Vericker to be Honored with Outstanding Continuing Education Faculty Award Chris Vericker, an adjunct faculty member of Emmanuel’s Graduate and Professional Programs, was named the 2011 recipient of the Outstanding Continuing Education Faculty Award from the University Professional & Continuing Education Association (UPCEA), New England region. Vericker will be honored at the association’s conference in Providence, R.I., on October 26th. Vericker has been an adjunct faculty member at Emmanuel since 1996. He has instructed over 150 courses in the Bachelor of Science in Business Administration program and the graduate programs in management, research administration, and human resource management.

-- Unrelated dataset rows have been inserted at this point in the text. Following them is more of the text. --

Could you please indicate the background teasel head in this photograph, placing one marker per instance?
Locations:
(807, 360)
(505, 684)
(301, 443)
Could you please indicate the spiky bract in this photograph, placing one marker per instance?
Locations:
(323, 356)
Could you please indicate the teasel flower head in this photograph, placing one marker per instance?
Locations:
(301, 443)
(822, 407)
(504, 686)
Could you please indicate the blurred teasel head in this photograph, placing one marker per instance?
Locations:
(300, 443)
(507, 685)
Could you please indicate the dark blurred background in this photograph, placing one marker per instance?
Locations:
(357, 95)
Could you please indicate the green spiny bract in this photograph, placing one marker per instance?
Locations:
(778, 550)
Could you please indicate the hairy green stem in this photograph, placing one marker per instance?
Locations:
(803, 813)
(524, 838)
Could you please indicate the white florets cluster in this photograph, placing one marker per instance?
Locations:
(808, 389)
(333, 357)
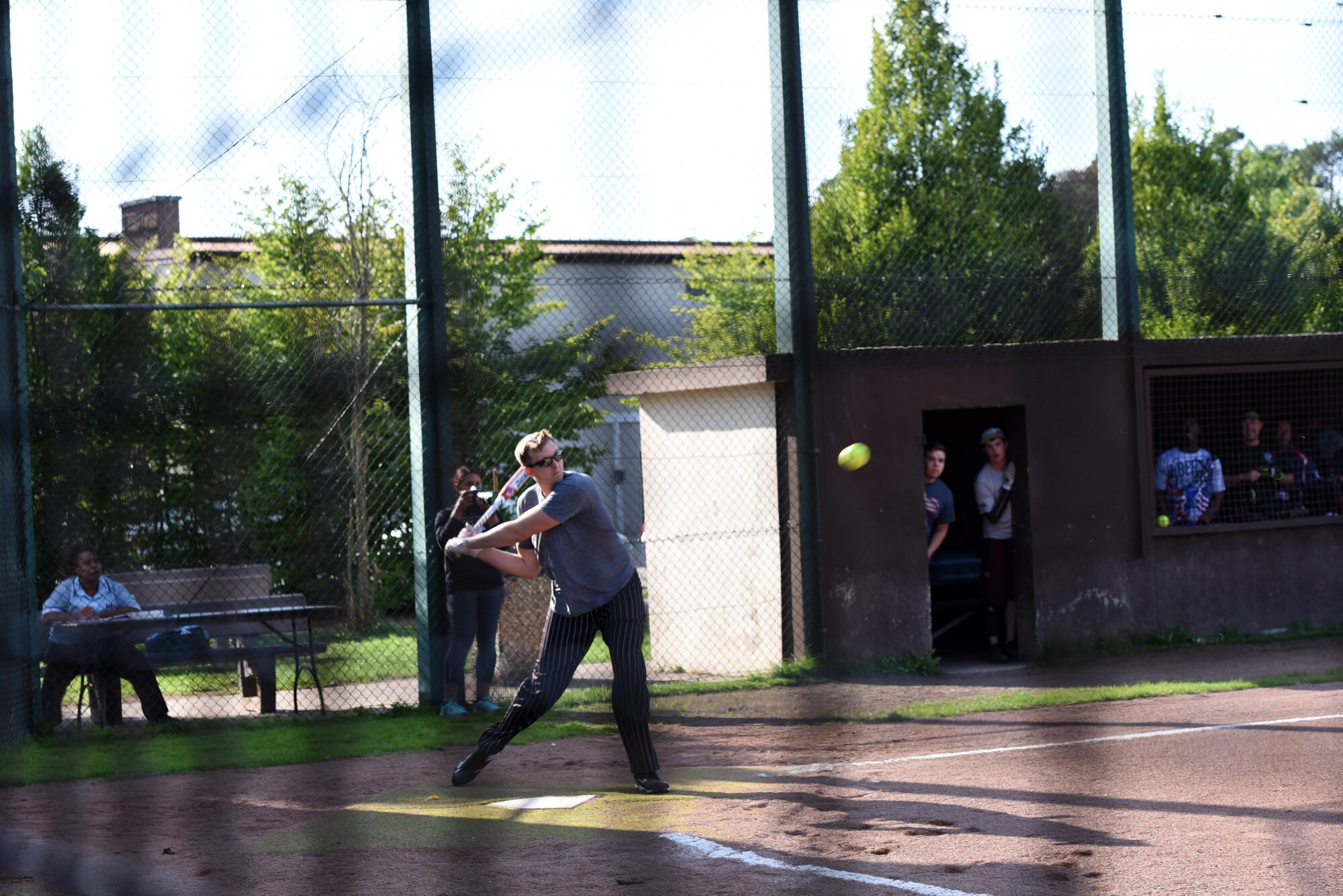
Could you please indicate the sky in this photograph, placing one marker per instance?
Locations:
(644, 119)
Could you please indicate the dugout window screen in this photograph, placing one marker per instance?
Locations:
(1240, 447)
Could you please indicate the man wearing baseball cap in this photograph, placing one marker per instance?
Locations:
(993, 497)
(1250, 472)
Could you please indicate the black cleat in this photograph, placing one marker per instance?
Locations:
(469, 768)
(651, 784)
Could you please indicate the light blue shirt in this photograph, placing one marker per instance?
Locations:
(71, 597)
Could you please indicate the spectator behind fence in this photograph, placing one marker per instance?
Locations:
(1337, 467)
(1328, 444)
(993, 495)
(1299, 472)
(1252, 481)
(1189, 481)
(77, 651)
(939, 506)
(475, 601)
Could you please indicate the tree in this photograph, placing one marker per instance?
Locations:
(942, 224)
(511, 372)
(1231, 239)
(87, 369)
(729, 303)
(347, 248)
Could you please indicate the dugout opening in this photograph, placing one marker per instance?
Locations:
(956, 584)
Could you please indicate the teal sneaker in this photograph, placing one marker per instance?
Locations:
(453, 710)
(487, 706)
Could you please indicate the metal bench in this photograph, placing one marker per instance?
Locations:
(237, 609)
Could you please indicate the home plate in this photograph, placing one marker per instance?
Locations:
(543, 803)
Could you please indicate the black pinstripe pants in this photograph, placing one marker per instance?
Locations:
(565, 644)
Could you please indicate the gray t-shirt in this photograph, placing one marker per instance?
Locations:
(584, 557)
(986, 495)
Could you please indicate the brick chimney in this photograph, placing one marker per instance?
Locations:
(148, 219)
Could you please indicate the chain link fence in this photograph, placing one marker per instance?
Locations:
(214, 200)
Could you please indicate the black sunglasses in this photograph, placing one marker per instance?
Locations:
(546, 462)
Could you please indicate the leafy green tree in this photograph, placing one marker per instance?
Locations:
(511, 373)
(1231, 239)
(729, 303)
(87, 369)
(942, 224)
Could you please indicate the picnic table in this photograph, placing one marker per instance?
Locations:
(238, 613)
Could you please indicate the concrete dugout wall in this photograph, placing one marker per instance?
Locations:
(1091, 564)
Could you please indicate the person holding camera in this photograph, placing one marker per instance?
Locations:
(475, 601)
(1252, 478)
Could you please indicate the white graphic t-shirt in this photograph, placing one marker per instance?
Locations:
(1189, 481)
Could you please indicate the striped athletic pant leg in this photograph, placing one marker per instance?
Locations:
(621, 623)
(563, 647)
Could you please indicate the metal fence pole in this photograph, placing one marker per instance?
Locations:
(18, 584)
(426, 350)
(1115, 179)
(796, 294)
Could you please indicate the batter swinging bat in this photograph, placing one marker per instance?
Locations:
(504, 494)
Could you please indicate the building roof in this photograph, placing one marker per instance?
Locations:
(563, 251)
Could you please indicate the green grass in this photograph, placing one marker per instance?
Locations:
(1101, 694)
(201, 746)
(349, 660)
(1180, 638)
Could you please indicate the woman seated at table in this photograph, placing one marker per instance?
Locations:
(84, 650)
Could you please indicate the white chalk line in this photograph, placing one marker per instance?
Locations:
(1140, 736)
(718, 851)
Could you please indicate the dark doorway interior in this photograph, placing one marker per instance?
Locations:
(958, 617)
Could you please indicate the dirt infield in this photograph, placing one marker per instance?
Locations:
(870, 808)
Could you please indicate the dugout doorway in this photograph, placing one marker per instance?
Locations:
(960, 627)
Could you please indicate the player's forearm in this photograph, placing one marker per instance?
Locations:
(504, 536)
(510, 562)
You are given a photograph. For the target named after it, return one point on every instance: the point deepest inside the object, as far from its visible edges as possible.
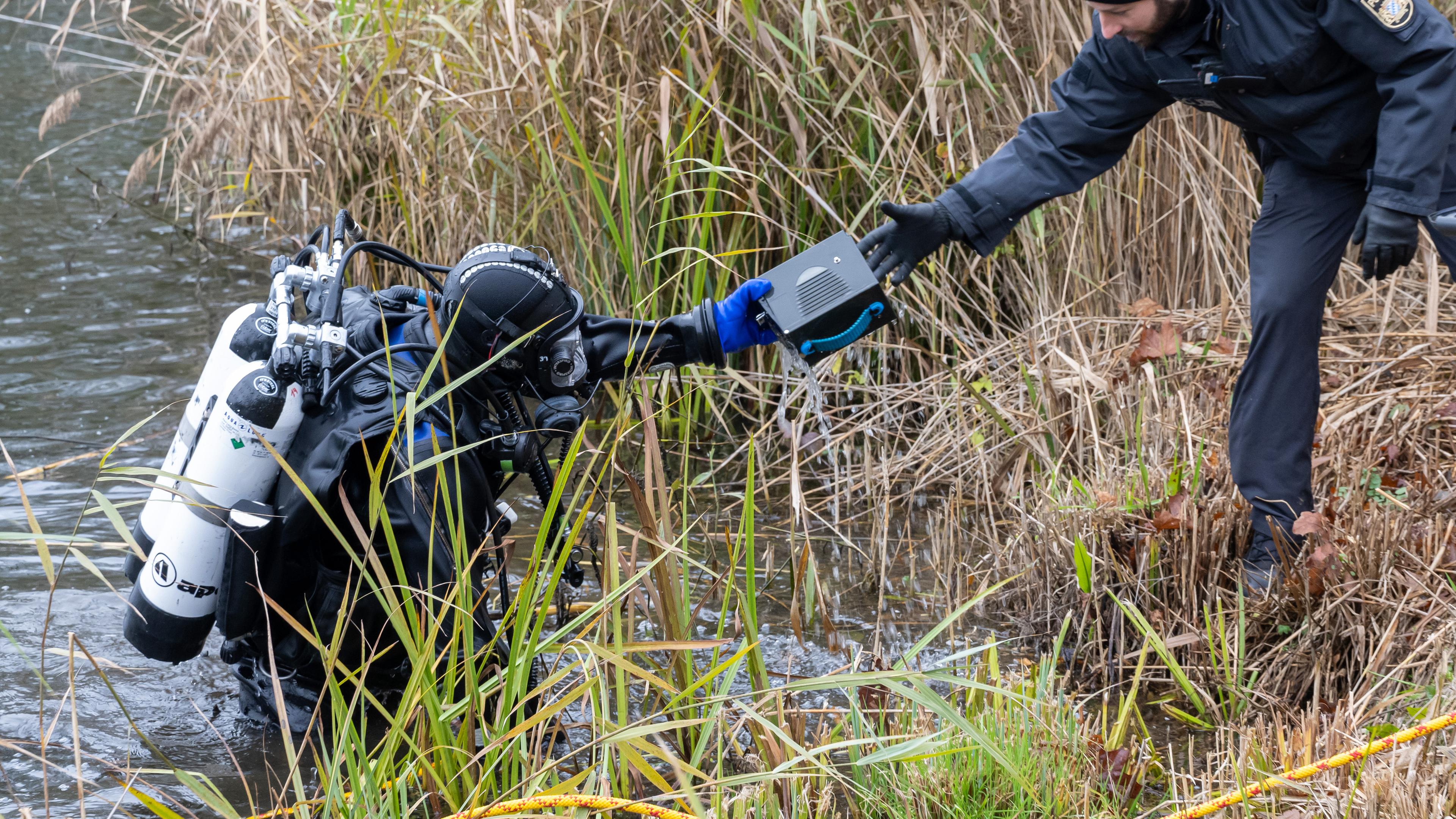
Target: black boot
(257, 701)
(1261, 565)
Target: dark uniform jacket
(1346, 86)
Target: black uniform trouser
(1295, 253)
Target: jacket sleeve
(1103, 101)
(618, 349)
(1416, 75)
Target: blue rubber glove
(734, 317)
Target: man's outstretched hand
(734, 317)
(913, 232)
(1387, 238)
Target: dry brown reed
(669, 151)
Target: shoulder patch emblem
(1394, 15)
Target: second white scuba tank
(175, 595)
(246, 336)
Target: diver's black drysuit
(311, 575)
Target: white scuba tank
(246, 336)
(175, 595)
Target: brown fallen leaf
(1320, 568)
(1310, 524)
(1171, 515)
(1177, 503)
(1156, 343)
(1145, 308)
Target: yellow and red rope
(1340, 760)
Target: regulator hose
(366, 361)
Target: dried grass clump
(1024, 404)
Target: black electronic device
(825, 299)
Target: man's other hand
(734, 317)
(1387, 238)
(913, 232)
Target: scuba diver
(329, 392)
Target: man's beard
(1168, 14)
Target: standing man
(1349, 107)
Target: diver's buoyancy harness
(267, 371)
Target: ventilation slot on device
(820, 292)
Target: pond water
(107, 318)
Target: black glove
(913, 234)
(1387, 238)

In addition, he has been instrumental in the development of new graduate management specializations, which include two courses delivered in a fully online format. As a long-serving faculty member in Graduate and Professional Programs, Vericker is well regarded by his colleagues and is often sought out for direction and guidance. As an

Chris Vericker

instructor, he is consistently evaluated by students as among the top faculty members in management. Students appreciate his ability to make complex subject matter engaging and relevant while understanding their interest in career growth at their places of employment. “His greatest strength [is] to put himself in the place of the student, see things from that point of view, and work together with each student to ensure success in the course,” said Sheila Doyle, a student of Vericker’s within the graduate programs in research administration. Vericker’s appreciation for the needs of his students stems from his own

experience in education, having received both his bachelor and master’s degrees as a part-time student. He holds a Bachelor of Science from St. Peter’s College and a Master of Science from Pace University. Of his own educational experience, he told Emmanuel News in 2007, “I know it really helped me find my way in life and gave me an opportunity to get my education.” In addition to teaching, Vericker is the vice president of the Construction Lending Group of Middlesex Savings Bank where he has worked for seven years. Even with a full-time career of his own, he maintains an exceptional commitment to Emmanuel College and its students in Graduate and Professional Programs. In her official nomination of Vericker to UPCEA, Executive Assistant to the Vice President of Academic Affairs Ellen Mendonca, formerly the director of advising and special projects for Graduate and Professional Programs, highlighted some of his outstanding contributions, from serving as a graduate student advisor for capstone projects and mentor to

students and colleagues, to attending student events and participating in activities across the College. “Chris exemplifies all the extraordinary traits that we seek for continuing education faculty members teaching adult and graduate students,” she wrote. “We are so fortunate to have Chris as part of our esteemed faculty in Graduate and Professional Programs.” “A special talent Chris possesses is his understanding of the intersection of an excellent academic credential, which our students seek, and how this credential impacts the workforce development strategies of their employer,” said Dr. Judith Marley, dean of Emmanuel’s Graduate and Professional Programs. “Chris’s insights in this area played a key role in the expansion of Emmanuel’s employer partnerships with Harvard University, Brigham and Women’s Hospital, and Blue Cross Blue Shield, to name only a few. Clearly Chris’s work translates to both student and community impact. It is a delight to work with him.”